It’s another dark and dreary Tuesday morning in the time of rising COVID-19 numbers and winter scaries. Desperately seeking a mood-booster, I dig deep and find it within myself to mount the Peloton bike my husband planted in our living room. I power on the tablet affixed to the handlebars and select a 30-minute pop ride. Soon, I am giggling out loud.
“Indisputably… Kevin is the hottest Backstreet Boy,” instructor Cody Rigsby says with grave seriousness, pedaling furiously through a playlist of BSB, NSync, Destiny’s Child and Dannity Kane. “But A.J. is the most talented… Fight me!”
Rigsby, 33, is strapping, built like a Disney prince, with a perfectly coiffed mini pompadour and power quads that bulge from his bike shorts, and if only for this half-hour, he is a respite from the corona blues, a one-man warp to simpler times, with the fashion to match: He is no stranger to neon and sometimes wears a single, dangling lightning bolt earring. Immersed in Backstreet Boy power rankings, the gloom of the pandemic momentarily slips my mind.
“No matter where you are in the world, no matter how much money you have… we are all feeling this collective pain and this grief,” Rigsby later told me via Zoom from his New York apartment, wearing a hoodie and a Mickey Mouse baseball hat. In fact, the day he filmed the boy bands and girl group-themed ride, he himself was struggling through the early sundowns of daylight savings time. But imagining riders across the country, following along in dens and home gyms, he says, “it motivates me to be the light.”

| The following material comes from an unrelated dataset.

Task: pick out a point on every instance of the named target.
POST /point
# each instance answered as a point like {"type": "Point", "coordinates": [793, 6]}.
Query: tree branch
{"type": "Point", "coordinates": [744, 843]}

As gyms and boutique fitness studios shuttered, Peloton boomed—the company’s revenue is up 172% over last year, according to one report—and Rigsby, with his unwavering cheer, sass and and flair for nostalgia, has emerged an instructor uniquely suited to a bleak moment, a rainbow in our collective cloud.
“I hate to say this, but someone called me the king of quarantine,” he tells me. “I was like, ‘I’ll take it.’” As a friend and Cody devotee put it: “I would be a much sadder human during this time without him.” Rigsby now records his classes (not just indoor cycling but strength, meditation and, pre-pandemic, deliciously fun dance cardio set to Marky Mark jams) in an empty studio at Peloton headquarters in New York, due to coronavirus security protocol. But there are legions of members tuning in—either to take the class live or at a later date. By the time I stream the boy band bonanza a week after it first airs, more than 100,000 Peloton members have tuned into the class for q-t with Cody (thanks to his continued presence in my living room, I consider us to be on a first-name basis).